Goldenline serwis rekrutacyjny

Goldenline był pierwszym polskim serwisem społecznościowym nastawionym na budowanie kariery, rekrutacje pracowników czy zdobywanie merytorycznej wiedzy. To właśnie z grupy tematycznej o mediach społecznościowych zrodziły się Czwartkowe Spotkania Social Media w Warszawie i 15 innych miastach w Polsce. Facebook znokautował Grono.net, jednak założony w 2005 roku Goldenline, mimo ekspansji serwisu LinkedIn, dalej utrzymuje się na rynku. Co więcej, teraz planuje kontrofensywę na polskim rynku.

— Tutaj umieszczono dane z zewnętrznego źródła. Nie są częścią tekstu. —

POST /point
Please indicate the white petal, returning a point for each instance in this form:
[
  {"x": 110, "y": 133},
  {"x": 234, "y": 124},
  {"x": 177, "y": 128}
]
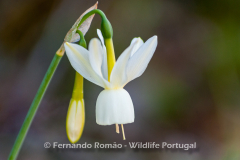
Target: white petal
[
  {"x": 138, "y": 63},
  {"x": 96, "y": 55},
  {"x": 75, "y": 120},
  {"x": 118, "y": 76},
  {"x": 114, "y": 107},
  {"x": 78, "y": 57}
]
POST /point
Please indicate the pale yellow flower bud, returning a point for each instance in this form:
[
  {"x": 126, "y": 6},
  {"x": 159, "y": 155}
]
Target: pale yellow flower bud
[{"x": 75, "y": 119}]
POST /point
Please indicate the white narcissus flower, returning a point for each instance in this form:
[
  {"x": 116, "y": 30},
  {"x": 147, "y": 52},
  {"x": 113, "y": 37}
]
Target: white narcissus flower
[{"x": 114, "y": 104}]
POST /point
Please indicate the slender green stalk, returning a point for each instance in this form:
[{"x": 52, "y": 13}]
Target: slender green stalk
[{"x": 34, "y": 107}]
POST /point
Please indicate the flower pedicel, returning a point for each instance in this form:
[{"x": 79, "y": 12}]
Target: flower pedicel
[{"x": 97, "y": 64}]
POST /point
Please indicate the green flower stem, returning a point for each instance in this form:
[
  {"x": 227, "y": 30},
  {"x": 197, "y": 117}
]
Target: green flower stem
[{"x": 34, "y": 107}]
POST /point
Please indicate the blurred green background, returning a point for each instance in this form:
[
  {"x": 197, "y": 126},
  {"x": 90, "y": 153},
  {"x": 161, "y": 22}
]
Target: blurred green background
[{"x": 189, "y": 93}]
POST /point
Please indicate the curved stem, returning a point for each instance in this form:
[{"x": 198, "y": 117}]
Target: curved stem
[
  {"x": 95, "y": 11},
  {"x": 33, "y": 108}
]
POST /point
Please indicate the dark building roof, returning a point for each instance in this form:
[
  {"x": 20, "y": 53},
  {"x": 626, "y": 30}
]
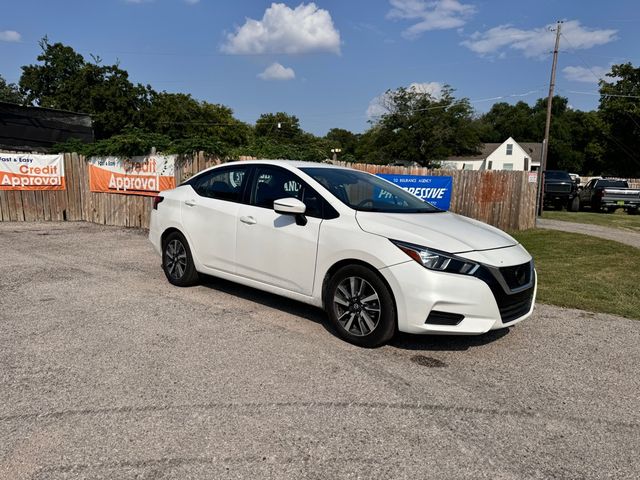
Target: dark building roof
[
  {"x": 37, "y": 129},
  {"x": 533, "y": 149}
]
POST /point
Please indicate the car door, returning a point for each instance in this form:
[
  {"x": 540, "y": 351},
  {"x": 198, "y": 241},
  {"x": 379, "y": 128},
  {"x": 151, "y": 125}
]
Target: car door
[
  {"x": 209, "y": 215},
  {"x": 585, "y": 194},
  {"x": 273, "y": 248}
]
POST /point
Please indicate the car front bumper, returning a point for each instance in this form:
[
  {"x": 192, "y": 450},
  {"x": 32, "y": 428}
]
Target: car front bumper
[{"x": 419, "y": 292}]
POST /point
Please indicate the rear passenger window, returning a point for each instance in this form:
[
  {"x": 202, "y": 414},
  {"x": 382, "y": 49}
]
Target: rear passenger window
[{"x": 226, "y": 184}]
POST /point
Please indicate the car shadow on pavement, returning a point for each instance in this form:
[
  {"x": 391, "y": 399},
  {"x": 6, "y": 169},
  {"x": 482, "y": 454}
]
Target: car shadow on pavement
[
  {"x": 404, "y": 341},
  {"x": 287, "y": 305}
]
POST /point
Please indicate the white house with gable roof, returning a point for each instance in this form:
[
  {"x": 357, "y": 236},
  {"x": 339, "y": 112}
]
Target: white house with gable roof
[{"x": 508, "y": 155}]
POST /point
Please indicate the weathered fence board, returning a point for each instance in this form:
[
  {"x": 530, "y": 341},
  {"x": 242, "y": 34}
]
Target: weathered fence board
[{"x": 504, "y": 199}]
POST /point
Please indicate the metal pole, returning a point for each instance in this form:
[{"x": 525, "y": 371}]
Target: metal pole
[{"x": 547, "y": 126}]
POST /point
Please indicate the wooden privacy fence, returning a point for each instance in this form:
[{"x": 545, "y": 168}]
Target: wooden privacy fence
[
  {"x": 78, "y": 203},
  {"x": 503, "y": 199}
]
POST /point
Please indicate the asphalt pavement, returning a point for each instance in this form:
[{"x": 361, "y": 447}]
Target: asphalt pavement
[{"x": 109, "y": 372}]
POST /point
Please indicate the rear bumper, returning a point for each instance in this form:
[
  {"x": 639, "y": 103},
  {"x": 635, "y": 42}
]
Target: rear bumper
[
  {"x": 622, "y": 203},
  {"x": 419, "y": 291},
  {"x": 155, "y": 233}
]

Obecnie należący do Agory serwis posiada 3 miliony użytkowników oraz 80 tysięcy profili pracodawców. Warto wspomnieć, że od lipca nowym prezesem został Tadeusz Kuropatwiński, który przedefiniował strategię oraz model biznesowy serwisu.

W dobie transformacji technologicznej Goldenline chce być blisko ludzi i organizacji. Nad nowym modelem biznesowym i naszą platformą rozwoju zawodowego pracowaliśmy intensywnie przez ostatnie trzy miesiące. Zmiany wprowadzamy krok po kroku. Chcemy wspierać naszych użytkowników nie tylko w poszukiwaniu miejsca pracy, które da im satysfakcję, ale też dbać o nich podczas całej aktywności zawodowej. Ułatwimy i skrócimy dotarcie do wszystkiego, czego na tej drodze potrzebują – tłumaczy Kuropatwiński.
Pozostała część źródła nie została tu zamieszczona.